J’ai grandi avec la peur au ventre. Pas la vraie, celle des cauchemars d’enfance, mais celle qu’on choisit volontairement un vendredi soir devant une cassette VHS mal éclairée. Freddy, Jason, Michael Myers, Ghostface… Ces types m’ont accompagné pendant toute mon adolescence, et je leur dois probablement une bonne partie de mon amour de la musique.
Parce que c’est ça, la grande révélation qu’on finit tous par faire à force de regarder des films d’horreur : ce qui vous glace le sang, ce n’est pas vraiment ce que vous voyez. C’est ce que vous entendez.
Deux notes. C’est tout.
Prenez Halloween. John Carpenter n’était pas compositeur de formation, et pourtant il a pondu l’une des partitions les plus efficaces de l’histoire du cinéma en 5/4, avec deux doigts sur un piano. Cette mélodie répétitive et légèrement asymétrique, elle ne vous raconte pas que Michael Myers arrive. Elle vous installe une tension dans le ventre bien avant qu’il apparaisse à l’image. Carpenter avait compris quelque chose d’essentiel : en horreur, l’anticipation est plus redoutable que la révélation.
C’est la même logique que John Williams applique dans Les Dents de la mer avec ses deux notes de contrebasse. Jaws sort en 1975, et ce thème est tellement efficace qu’il a littéralement modifié le comportement de baigneurs dans le monde entier pendant des années. Pas l’image du requin, deux notes graves qui montent.
La musique ne commente pas la peur, elle la crée
Ce qui me fascine dans les grandes bandes originales d’horreur, c’est qu’elles ne se contentent pas d’illustrer ce qu’on voit à l’écran. Elles fabriquent une émotion que l’image seule ne pourrait pas produire.
La scène de la douche dans Psycho d’Hitchcock est l’exemple parfait. Bernard Herrmann avait prévu de ne pas mettre de musique dessus. C’est Hitchcock qui avait des doutes. Et puis Herrmann lui a joué ses cordes aiguës, ces violons frénétiques qu’on appelle depuis les « slashing strings », et tout a changé. Cette scène sans sa musique, c’est une scène de cinéma correcte. Avec sa musique, c’est une des séquences les plus terrifiantes jamais filmées.

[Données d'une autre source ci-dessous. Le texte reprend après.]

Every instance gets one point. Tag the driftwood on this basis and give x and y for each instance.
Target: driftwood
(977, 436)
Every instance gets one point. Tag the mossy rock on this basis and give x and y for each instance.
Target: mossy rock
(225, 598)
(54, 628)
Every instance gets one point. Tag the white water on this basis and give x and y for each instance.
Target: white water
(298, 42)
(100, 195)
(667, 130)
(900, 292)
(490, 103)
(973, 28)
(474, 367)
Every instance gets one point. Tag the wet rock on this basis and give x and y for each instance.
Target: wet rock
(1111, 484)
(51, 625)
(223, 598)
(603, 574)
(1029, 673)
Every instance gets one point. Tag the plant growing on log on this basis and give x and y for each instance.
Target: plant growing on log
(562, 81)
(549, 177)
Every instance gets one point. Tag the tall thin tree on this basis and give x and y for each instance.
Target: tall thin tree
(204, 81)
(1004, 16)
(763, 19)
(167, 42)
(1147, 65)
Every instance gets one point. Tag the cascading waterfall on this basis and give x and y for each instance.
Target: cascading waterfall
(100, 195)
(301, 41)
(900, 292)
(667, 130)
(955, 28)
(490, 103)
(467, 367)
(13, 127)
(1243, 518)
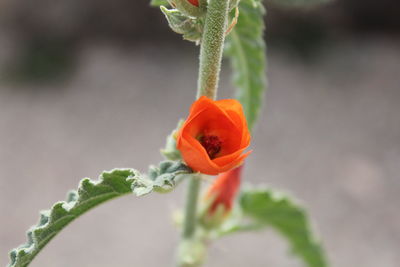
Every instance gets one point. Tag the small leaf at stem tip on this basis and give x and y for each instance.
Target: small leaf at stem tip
(170, 151)
(189, 27)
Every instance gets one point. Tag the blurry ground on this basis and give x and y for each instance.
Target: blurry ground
(330, 134)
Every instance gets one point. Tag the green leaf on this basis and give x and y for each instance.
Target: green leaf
(90, 194)
(299, 3)
(161, 179)
(115, 183)
(278, 211)
(245, 48)
(159, 3)
(170, 151)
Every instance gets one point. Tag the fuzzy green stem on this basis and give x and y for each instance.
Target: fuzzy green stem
(211, 49)
(191, 207)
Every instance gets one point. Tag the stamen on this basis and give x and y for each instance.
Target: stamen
(212, 144)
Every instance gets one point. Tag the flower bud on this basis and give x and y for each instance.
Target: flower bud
(221, 196)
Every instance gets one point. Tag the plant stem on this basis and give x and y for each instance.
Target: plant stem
(211, 49)
(210, 65)
(191, 206)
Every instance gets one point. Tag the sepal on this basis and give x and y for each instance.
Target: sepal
(191, 253)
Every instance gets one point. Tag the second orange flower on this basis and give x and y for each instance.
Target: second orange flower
(214, 136)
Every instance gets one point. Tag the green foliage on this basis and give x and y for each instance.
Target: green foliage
(299, 3)
(189, 27)
(89, 194)
(115, 183)
(170, 151)
(161, 179)
(245, 48)
(159, 3)
(288, 218)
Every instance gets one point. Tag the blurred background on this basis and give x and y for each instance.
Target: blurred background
(87, 86)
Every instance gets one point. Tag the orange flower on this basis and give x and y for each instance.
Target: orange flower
(224, 189)
(194, 2)
(214, 136)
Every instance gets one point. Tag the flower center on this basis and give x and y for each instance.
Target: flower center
(212, 144)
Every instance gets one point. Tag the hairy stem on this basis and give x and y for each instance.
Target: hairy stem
(191, 206)
(210, 65)
(211, 49)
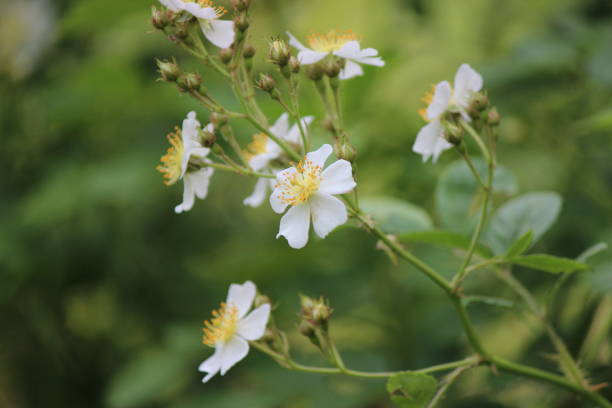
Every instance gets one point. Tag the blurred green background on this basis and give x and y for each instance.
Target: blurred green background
(103, 289)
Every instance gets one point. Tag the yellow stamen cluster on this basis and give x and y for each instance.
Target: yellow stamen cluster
(171, 162)
(330, 42)
(222, 326)
(427, 99)
(257, 146)
(219, 10)
(299, 186)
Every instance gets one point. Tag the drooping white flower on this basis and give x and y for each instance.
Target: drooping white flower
(219, 32)
(309, 191)
(230, 329)
(185, 146)
(430, 141)
(343, 45)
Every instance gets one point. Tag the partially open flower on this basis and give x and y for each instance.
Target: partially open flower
(430, 141)
(184, 160)
(309, 191)
(343, 45)
(231, 328)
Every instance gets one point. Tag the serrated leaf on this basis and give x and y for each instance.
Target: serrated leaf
(456, 193)
(396, 216)
(548, 263)
(536, 211)
(520, 245)
(411, 390)
(446, 239)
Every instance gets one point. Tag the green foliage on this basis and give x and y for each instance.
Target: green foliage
(411, 390)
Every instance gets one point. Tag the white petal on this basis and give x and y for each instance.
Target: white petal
(212, 364)
(234, 350)
(318, 157)
(307, 57)
(337, 178)
(219, 32)
(241, 296)
(430, 141)
(351, 69)
(253, 326)
(281, 126)
(295, 225)
(440, 101)
(188, 196)
(259, 193)
(327, 213)
(467, 82)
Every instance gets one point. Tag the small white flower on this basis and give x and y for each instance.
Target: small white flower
(310, 190)
(230, 329)
(341, 45)
(430, 141)
(185, 146)
(219, 32)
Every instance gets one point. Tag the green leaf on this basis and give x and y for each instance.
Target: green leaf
(411, 390)
(456, 193)
(396, 216)
(521, 245)
(533, 211)
(446, 239)
(548, 263)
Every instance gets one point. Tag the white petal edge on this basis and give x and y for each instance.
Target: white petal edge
(328, 212)
(294, 226)
(253, 326)
(242, 297)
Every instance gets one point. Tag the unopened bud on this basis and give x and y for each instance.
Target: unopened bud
(225, 55)
(493, 117)
(218, 120)
(169, 70)
(279, 52)
(266, 83)
(315, 72)
(189, 81)
(294, 65)
(241, 23)
(249, 51)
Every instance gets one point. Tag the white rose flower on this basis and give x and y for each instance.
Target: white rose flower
(310, 190)
(230, 329)
(430, 141)
(185, 146)
(345, 46)
(219, 32)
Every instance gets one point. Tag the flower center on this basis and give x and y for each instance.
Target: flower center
(219, 10)
(222, 326)
(170, 165)
(330, 42)
(299, 186)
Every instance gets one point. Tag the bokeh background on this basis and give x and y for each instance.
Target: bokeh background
(103, 289)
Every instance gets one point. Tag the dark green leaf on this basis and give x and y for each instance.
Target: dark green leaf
(411, 390)
(533, 211)
(548, 263)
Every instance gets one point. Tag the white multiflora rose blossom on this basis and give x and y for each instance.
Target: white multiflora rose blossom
(309, 191)
(430, 141)
(219, 32)
(231, 328)
(343, 45)
(186, 146)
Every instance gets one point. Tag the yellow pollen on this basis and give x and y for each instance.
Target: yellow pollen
(330, 42)
(219, 10)
(171, 162)
(299, 186)
(222, 326)
(257, 146)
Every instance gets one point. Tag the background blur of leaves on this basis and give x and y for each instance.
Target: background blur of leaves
(103, 288)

Même chose pour L’Exorciste et le choix radical de William Friedkin d’utiliser « Tubular Bells » de Mike Oldfield, une composition planante et répétitive qui n’a a priori rien d’effrayant. Sauf qu’associée aux images du film, elle est devenue indissociable de la possession, du mal, de quelque chose d’irrépressible et d’inhumain. La musique a contaminé l’image, et inversement.
L’âge d’or que j’ai vécu sans le savoir
Ce qui me rend nostalgique quand j’y repense, c’est que les années 80 et 90 ont été une période absolument incroyable pour la musique de film d’horreur. Des compositeurs prenaient des risques fous, des réalisateurs composaient eux-mêmes leur musique, et le genre produisait des bandes originales qui vivaient leur propre vie hors des salles obscures.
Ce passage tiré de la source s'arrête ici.